Carla menggeleng lemah sebagai jawaban.
"Tenang, Nyonya. Dengan terapi yang tepat, kita bisa mengusahakan Renan bisa sembuh. Yang terpenting, kita harus tahu penyebabnya, apa yang memicunya dan selalu menjaga Renan. Mulai ajari Renan untuk mengenal bentuk-bentuk ekpresi dan bagaimana bersikap di depan orang lain. "
Psikiater tua itu berdiri keluar ruangan dan mendekati Renan. Dengan senyum ramah, ia mengajak Renan masuk ke ruangan dan duduk di samping ibunya. Renan menundukkan kepalanya, tangannya saling menggenggam.
"Sekarang, katakan pada dokter kenapa kau membunuh kucing itu, Renan?" tanya dokter itu.
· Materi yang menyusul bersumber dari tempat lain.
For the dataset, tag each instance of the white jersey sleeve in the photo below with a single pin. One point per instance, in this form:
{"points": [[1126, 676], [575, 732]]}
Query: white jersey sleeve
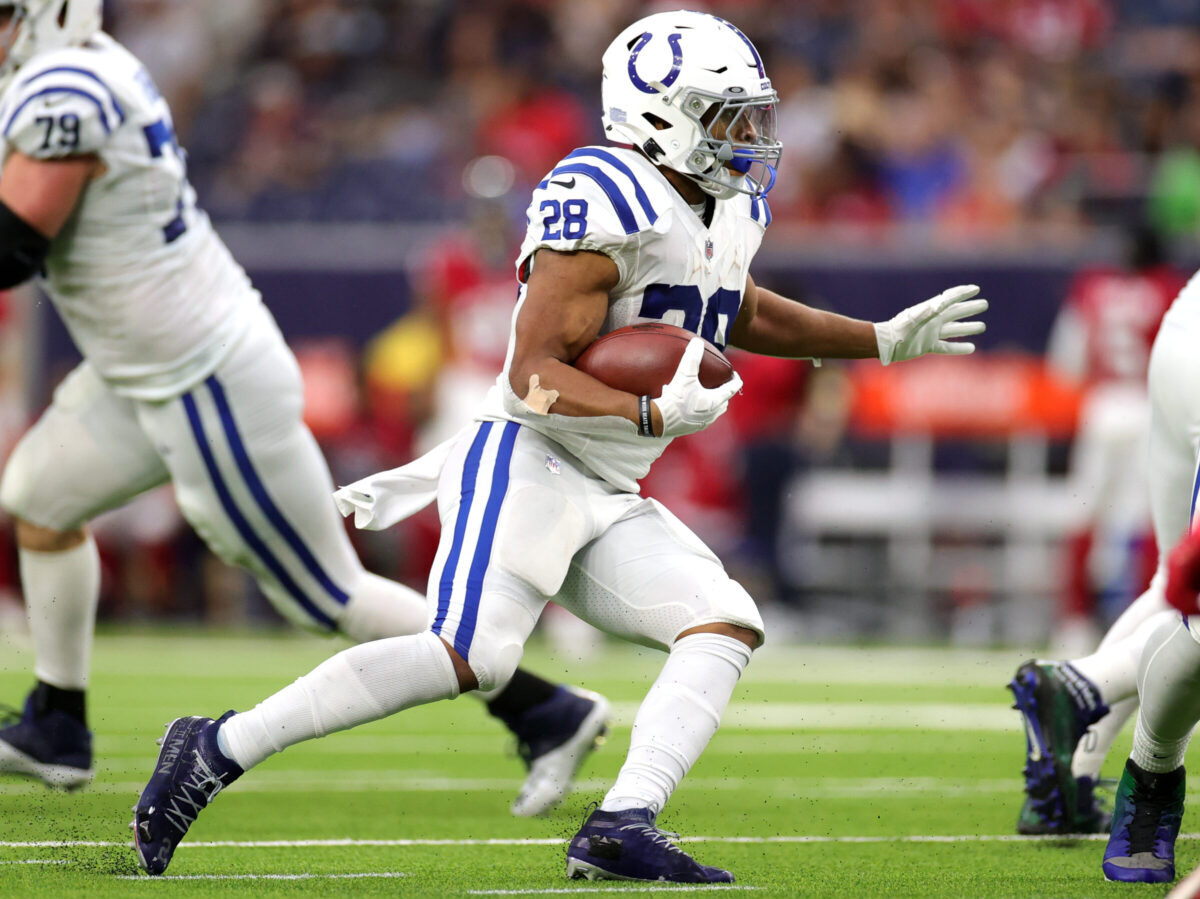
{"points": [[147, 289], [61, 111]]}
Renan mengingat kembali kejadian di kelas tadi, ketika pemilik kucing itu mengganggunya. "Aku ingin sendiri, tapi Riko, pemilik kucing itu, selalu mengajakku bermain. Dia membuatku tidak nyaman. Tapi aku tidak bisa membunuh orang. Orang lebih sulit untuk disingkirkan."
Carla memegang tangan Renan dengan lembut sambil berkata lirih, "Renan..."
"Renan, apa kau mau melihat video ini?" tanya Samuel sambil menunjukkan laptopnya yang sedang memutar video pendek.
Renan mengangguk. Video itu berisi anak yang kehilangan kucing peliharaannya. Anak itu mencarinya di seluruh jalanan dan ketika anak itu melihat kucingnya, tiba-tiba sebuah mobil menabrak kucing peliharaannya itu. Anak itu menangis tersedu-sedu. Video itu belum selesai tapi Samuel sudah menutup laptopnya.
"Menurutmu, bagaimana perasaan anak perempuan itu melihat kucingnya mati?" tanya Samuel.
Renan masih menundukkan kepalanya, genggaman tangan ibunya semakin erat. "Aku tidak tahu," jawab Renan dengan gelengan kepala lemah.
"Menurutmu, kenapa anak itu menangis, Renan?"
Renan menggeleng sekali lagi, diikuti dengan isakan tangis Carla yang semakin kencang.
"Aku tidak tahu," jawab Renan lagi.
Air mata Carla turun. Wanita paruh baya itu tidak tahu bahwa anak laki-lakinya- anak yang terlihat sangat kuat dan pintar itu bukanlah anak biasa. Carla bertanya-tanya apakah keadaan Renan seperti sekarang karena dirinya? Karena Carla tidak bisa memberikan kasih sayang pada anak satu-satunya itu. Karena Carla begitu sakit-sakitan hingga melupakan Renan.